Death in the same place at the same time?

First, I have no problem with the owls being found together. Tawny Owls, including young female pairs, are very companionable and I wouldn’t see that necessarily changing in whatever brought this situation about.

So we have to account for the fact that they died within hours of each other.

A fight? Extremely unlikely. I’d rule this out on the basis of the evidence of absence of physical damage given by Williamson.

Shooting? Again, no on the basis of the evidence.

Some other physical cause? For example collision with each other or with a branch. We have to consider this, but again it can be dismissed because of the plumage condition and lack of blood around the beaks, which might be expected in a case of lethal collision. However broken bones in the body are much more difficult to assess, unlike say wing or leg bones.

Starvation? No real evidence given, but it’s unlikely that two owls would have starved to death at more or less exactly the same time. It’s also unlikely that they would be found in a location and position giving such evident signs of distress like the two owls here.

Poisoning? Here there are two possibilities: plant and human agents. Plant matter would include poisonous fruits, like deadly nightshade or mushroom; human-set poisons are mainly the rodenticides (Wikipedia: general article; brodifacoum; American Bird Conservancy page on brodifacoum poisoning in birds; Owl Pages article on ingestion of brodifacoum by owls) and organophosphates, which are known to affect birds generally and raptors specifically.

Ingestion of poisonous plant matter cannot be ruled out as some owls, including tawnies, do eat fruits and leaves (YouTube videos: Great Horned Owl; Tawny Owl). Mushroom poisons are numerous and produce a wide range of symptoms, often but not always including vomiting and diarrhoea. In any case I wouldn't expect evidence of diarrhoea around the vent as owls are designed to eject even very liquid wastes cleanly — and I can assure you that they frequently do!

Ingestion of rodenticides can be direct (consumption of pellets) or secondary (by consuming poisoned rodents or carcasses). Secondary poisoning has the problem that it’s less likely that the two owls would die at the same time than if poisoning was by direct consumption. It can’t be ruled out of course that these two owls consumed some other poisonous agent that they found.

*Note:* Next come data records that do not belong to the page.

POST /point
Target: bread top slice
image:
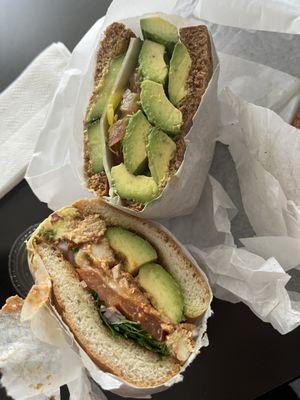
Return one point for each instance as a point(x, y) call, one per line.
point(172, 255)
point(115, 42)
point(124, 358)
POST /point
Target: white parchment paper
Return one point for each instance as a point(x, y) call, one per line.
point(260, 171)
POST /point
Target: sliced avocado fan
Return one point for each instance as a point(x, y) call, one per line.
point(180, 65)
point(159, 30)
point(104, 88)
point(165, 293)
point(158, 108)
point(131, 248)
point(134, 143)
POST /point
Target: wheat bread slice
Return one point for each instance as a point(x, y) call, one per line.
point(115, 41)
point(171, 254)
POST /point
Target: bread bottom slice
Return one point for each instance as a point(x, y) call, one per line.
point(124, 358)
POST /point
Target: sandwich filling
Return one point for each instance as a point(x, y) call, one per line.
point(138, 114)
point(134, 293)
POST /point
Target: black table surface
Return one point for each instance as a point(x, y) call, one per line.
point(246, 357)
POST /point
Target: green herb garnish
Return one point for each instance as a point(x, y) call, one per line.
point(130, 330)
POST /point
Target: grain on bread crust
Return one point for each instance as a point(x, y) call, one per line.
point(296, 120)
point(116, 40)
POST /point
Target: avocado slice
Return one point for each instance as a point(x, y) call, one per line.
point(105, 88)
point(133, 249)
point(152, 63)
point(94, 147)
point(127, 68)
point(160, 150)
point(180, 65)
point(159, 30)
point(139, 188)
point(158, 109)
point(165, 293)
point(58, 223)
point(134, 143)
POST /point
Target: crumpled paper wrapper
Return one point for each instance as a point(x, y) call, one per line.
point(59, 153)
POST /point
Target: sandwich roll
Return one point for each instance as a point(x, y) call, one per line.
point(124, 287)
point(146, 93)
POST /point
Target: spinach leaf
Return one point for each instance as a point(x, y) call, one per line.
point(130, 330)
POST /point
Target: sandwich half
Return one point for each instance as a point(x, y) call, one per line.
point(124, 287)
point(146, 93)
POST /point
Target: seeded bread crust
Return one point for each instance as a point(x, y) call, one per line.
point(116, 40)
point(194, 285)
point(197, 41)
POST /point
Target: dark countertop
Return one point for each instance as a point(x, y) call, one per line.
point(246, 357)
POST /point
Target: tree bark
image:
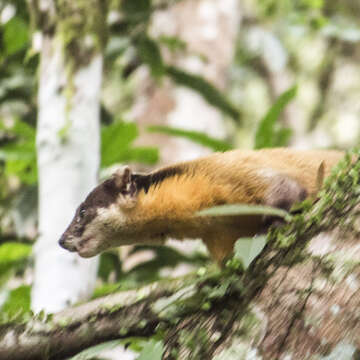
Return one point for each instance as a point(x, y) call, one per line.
point(67, 146)
point(298, 299)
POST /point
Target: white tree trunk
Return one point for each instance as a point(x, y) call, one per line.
point(68, 166)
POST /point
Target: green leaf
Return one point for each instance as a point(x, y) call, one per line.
point(153, 350)
point(208, 91)
point(195, 136)
point(16, 35)
point(12, 252)
point(136, 10)
point(244, 209)
point(91, 352)
point(267, 135)
point(173, 43)
point(150, 54)
point(246, 249)
point(20, 155)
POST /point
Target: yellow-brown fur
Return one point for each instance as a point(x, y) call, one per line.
point(167, 208)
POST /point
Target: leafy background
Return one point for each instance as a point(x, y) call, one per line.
point(321, 40)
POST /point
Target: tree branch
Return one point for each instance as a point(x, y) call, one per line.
point(299, 296)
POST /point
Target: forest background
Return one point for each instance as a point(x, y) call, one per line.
point(88, 86)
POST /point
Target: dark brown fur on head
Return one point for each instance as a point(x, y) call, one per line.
point(134, 208)
point(117, 188)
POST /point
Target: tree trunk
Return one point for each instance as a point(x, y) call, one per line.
point(67, 150)
point(298, 299)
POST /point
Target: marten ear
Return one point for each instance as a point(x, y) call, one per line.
point(126, 186)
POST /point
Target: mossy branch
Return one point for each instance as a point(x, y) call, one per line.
point(299, 296)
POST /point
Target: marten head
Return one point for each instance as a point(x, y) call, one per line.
point(112, 214)
point(98, 219)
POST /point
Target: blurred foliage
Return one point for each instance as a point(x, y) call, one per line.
point(14, 258)
point(212, 95)
point(116, 145)
point(19, 154)
point(195, 136)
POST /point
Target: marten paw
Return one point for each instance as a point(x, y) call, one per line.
point(126, 185)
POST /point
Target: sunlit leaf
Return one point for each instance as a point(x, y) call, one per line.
point(153, 350)
point(246, 249)
point(136, 11)
point(195, 136)
point(17, 302)
point(15, 35)
point(268, 133)
point(243, 209)
point(208, 91)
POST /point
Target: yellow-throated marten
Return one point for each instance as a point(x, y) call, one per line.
point(134, 208)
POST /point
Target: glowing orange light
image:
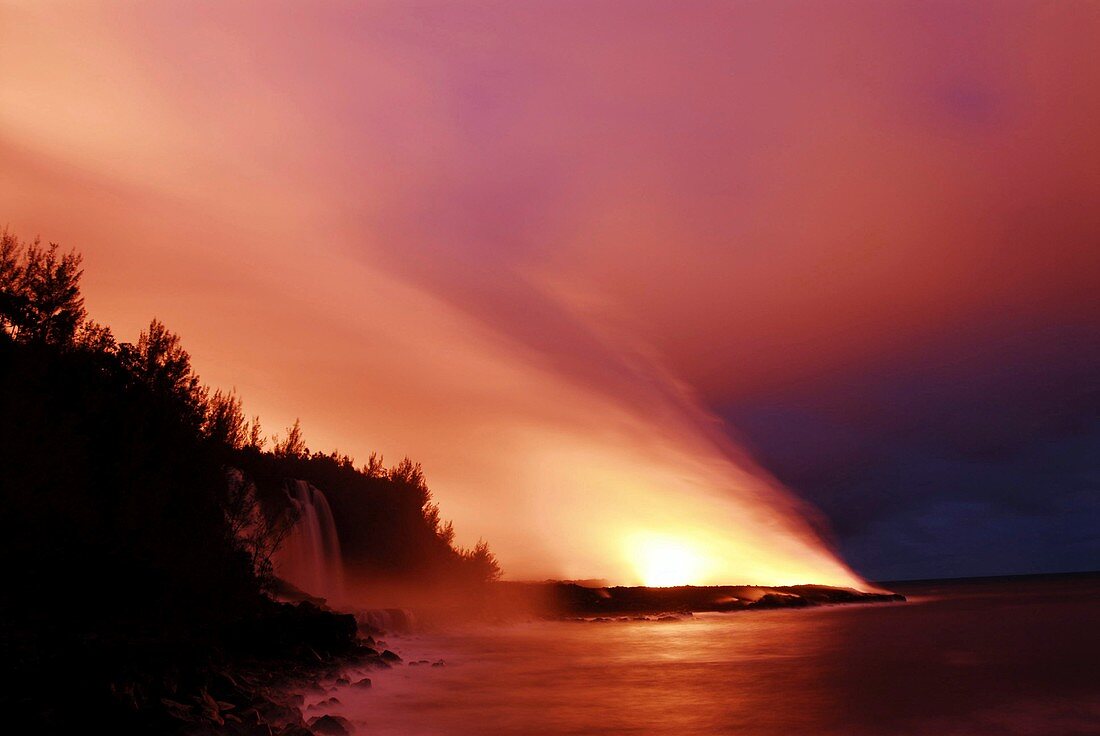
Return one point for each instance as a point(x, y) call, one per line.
point(663, 561)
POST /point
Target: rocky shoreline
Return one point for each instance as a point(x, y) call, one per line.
point(575, 601)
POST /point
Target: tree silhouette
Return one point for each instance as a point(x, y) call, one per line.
point(40, 292)
point(224, 421)
point(160, 362)
point(294, 446)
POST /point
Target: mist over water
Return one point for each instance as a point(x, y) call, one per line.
point(1015, 657)
point(416, 312)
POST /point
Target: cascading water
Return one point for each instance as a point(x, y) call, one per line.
point(309, 558)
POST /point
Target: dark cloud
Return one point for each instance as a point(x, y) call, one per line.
point(977, 458)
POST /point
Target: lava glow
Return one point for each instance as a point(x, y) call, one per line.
point(663, 561)
point(442, 237)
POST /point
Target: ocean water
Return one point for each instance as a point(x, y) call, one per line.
point(1005, 657)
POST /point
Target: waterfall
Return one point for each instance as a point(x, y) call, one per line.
point(309, 558)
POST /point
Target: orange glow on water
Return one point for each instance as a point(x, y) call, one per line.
point(517, 266)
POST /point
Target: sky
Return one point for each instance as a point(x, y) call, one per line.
point(776, 286)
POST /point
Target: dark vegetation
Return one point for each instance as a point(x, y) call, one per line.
point(140, 514)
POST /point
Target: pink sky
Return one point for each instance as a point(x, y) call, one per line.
point(530, 245)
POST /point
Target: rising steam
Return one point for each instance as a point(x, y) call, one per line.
point(339, 244)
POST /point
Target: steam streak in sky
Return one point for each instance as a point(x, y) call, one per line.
point(493, 241)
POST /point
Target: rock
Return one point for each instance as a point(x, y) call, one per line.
point(780, 601)
point(330, 725)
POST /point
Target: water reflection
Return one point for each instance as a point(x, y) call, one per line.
point(991, 660)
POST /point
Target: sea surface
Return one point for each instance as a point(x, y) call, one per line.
point(997, 657)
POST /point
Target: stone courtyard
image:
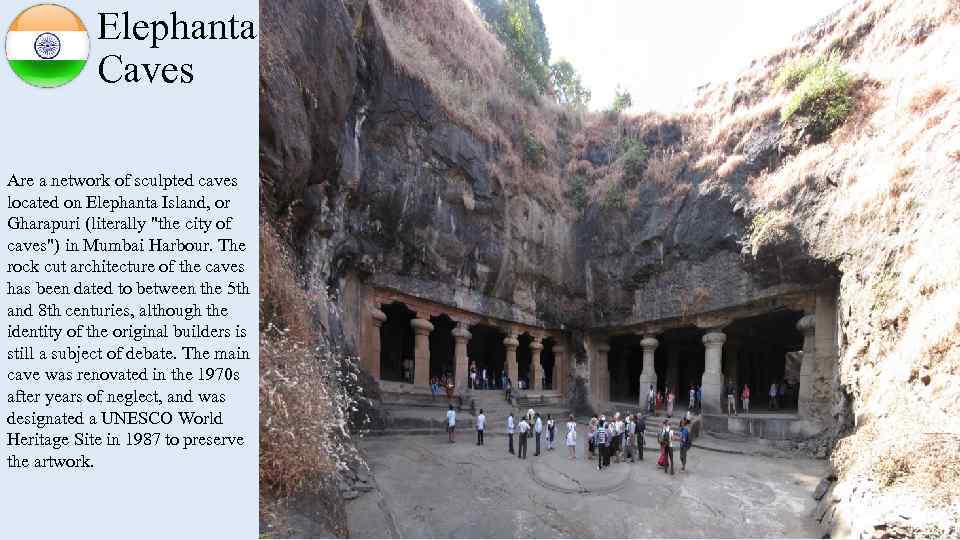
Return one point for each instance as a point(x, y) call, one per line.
point(428, 488)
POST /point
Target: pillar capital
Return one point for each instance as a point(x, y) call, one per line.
point(649, 343)
point(379, 317)
point(460, 333)
point(714, 338)
point(807, 324)
point(421, 327)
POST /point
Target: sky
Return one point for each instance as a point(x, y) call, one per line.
point(661, 51)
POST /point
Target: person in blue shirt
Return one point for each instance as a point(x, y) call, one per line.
point(451, 422)
point(684, 443)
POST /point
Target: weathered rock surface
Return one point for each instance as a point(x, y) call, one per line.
point(384, 189)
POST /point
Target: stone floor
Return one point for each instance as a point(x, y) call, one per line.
point(430, 488)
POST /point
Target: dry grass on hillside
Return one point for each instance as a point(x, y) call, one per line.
point(445, 45)
point(295, 408)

The attraction of the poison explanation is that it can account for the nearly simultaneous deaths of the two owls, their otherwise good condition, and the evidence of distress — the very unusual situation in which they were found, so close together on the ground.


Finally, illness

Again, two lines here: parasite infestation or some viral infection. I’m not qualified to comment on these except to say that if it was one common parasite infestation (a throat parasite that can be picked up from Wood Pigeons) there would have been evidence of starvation. Obviously a viral infection is plausible because it offers an explanation for the nearly simultaneous death of two birds that were going around together and, once more, the evidence of distress. One might, of course, expect the deaths of other local owls in this case.


Afterthought . . .

Despite what I have written, I do find this picture of two owls lying down to die side by side on the bank by a public footpath very odd indeed and just too unlikely. The "cause" that comes overwhelmingly to mind is that they were in fact placed in that position by someone. For the reasons I have given I would still rule out the possibility that these were two captive owls someone wanted to dispose of, so all I can suggest is that an earlier passer-by walking along the footpath, perhaps with a dog, found the dying owls further back in the wood and laid them on the bank, possibly in the hope that someone else — like Richard — would come by and be able to do something for them.